Two of the four meals were served on a carpeted floor sitting Indian style. While sitting on the floor was difficult, I managed to shift around enough that my legs didn’t go dead or experience any sharp pains. Despite this shifting, I enjoyed all sorts of dishes totally foreign to me. At the first house in Shiraz, a young couple prepared for me and my guide a wonderful array of dishes including kalam polo (a traditional Shirazi rice with crispy potato), khoresht bamieh (okra stew), halim bademjan (pureed eggplant with rice), mahi ba hashu (fried fish), and a beautifully presented dessert called ranginak, made with mashed dates, flour, oil, and nuts–all topped with coconut flakes, crushed walnuts, and cinnamon.
At the next home, in Yazd, I was introduced the world of pickling. I’ve pickled a few items here in the United States, including, well, pickles. But did you know that you can pickle just about anything? The family I ate with brought up from their basement some garlic that had been pickling for years. The garlic was pungent and vinegary as you’d expect but let off a salty burst of flavor that is truly hard to describe. The family served us shooli, khoresh-e fesenjān, and more delicious halim bademjan.
The family in Kashan also cooked up an amazing meal. Walking me through each step of the process, our host’s sister and mother prepared a variety of foods including ash-e jo (a barley soup with beans, onions, pumpkin, fried mint, and beet root) and shefte sumac, (fried meatballs of ground lamb, chickpeas, onion, and salt).
On my last night, I gorged myself at a family’s apartment in southern Tehran, sampling dishes such as khoresht with turkey, more ash-e jo, and doogh, (a yogurt drink with mint).
My Tehran meal was the perfect ending to an eye opening trip through one of the most misunderstood countries on Earth. I’ve only been back two weeks and have already visited the Middle Eastern aisle at an international grocery store I frequent in Washington, DC and bought some sumac and pomegranate molasses, which I used to make a very tasty salad dressing.

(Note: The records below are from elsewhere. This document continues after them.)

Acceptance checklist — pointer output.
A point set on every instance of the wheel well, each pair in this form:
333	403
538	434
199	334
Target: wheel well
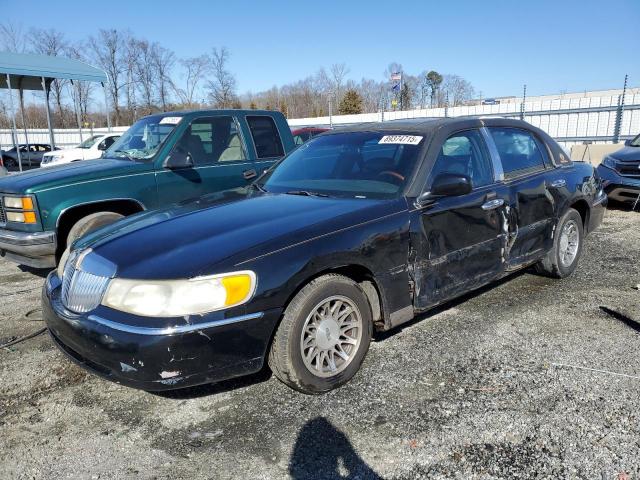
582	208
71	216
364	278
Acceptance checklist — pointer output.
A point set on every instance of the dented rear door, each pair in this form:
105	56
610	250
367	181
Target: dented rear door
459	242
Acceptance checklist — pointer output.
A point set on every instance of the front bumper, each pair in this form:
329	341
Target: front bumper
158	356
35	249
618	187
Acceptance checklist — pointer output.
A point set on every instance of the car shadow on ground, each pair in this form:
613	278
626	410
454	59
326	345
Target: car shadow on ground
380	336
323	451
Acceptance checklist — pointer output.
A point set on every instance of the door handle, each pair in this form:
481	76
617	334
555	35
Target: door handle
492	204
249	174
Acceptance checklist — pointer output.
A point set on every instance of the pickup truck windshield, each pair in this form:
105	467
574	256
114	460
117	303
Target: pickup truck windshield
354	164
143	139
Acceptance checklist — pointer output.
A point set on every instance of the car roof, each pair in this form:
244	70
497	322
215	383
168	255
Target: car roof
427	125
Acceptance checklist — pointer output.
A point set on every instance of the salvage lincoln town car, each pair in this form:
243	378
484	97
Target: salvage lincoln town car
356	230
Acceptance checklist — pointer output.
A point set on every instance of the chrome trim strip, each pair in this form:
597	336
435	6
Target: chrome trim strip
176	329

I hope Iran and the United States can one day mend their testy relationship, which has discouraged Americans from even considering Iran as a travel destination. As long as this psychological barrier remains, Americans will continue to miss out on the wonderful world of Persian food culture and other interesting facets of daily life in Iran. I’m so glad that I decided to go on the trip, even after a few days of second-guessing the wisdom of going in the first place. I got a small taste of Persian cooking, explored the colorful and fragrant bazaars, and enjoyed the company of ordinary Iranian families over delicious home cooked meals. If you’re considering traveling to Iran and are on the fence about going, just go. You’ll be confronted with smiles and and handshakes, not stares or suspicion. Knowing that you’re welcome there makes the food taste so much better.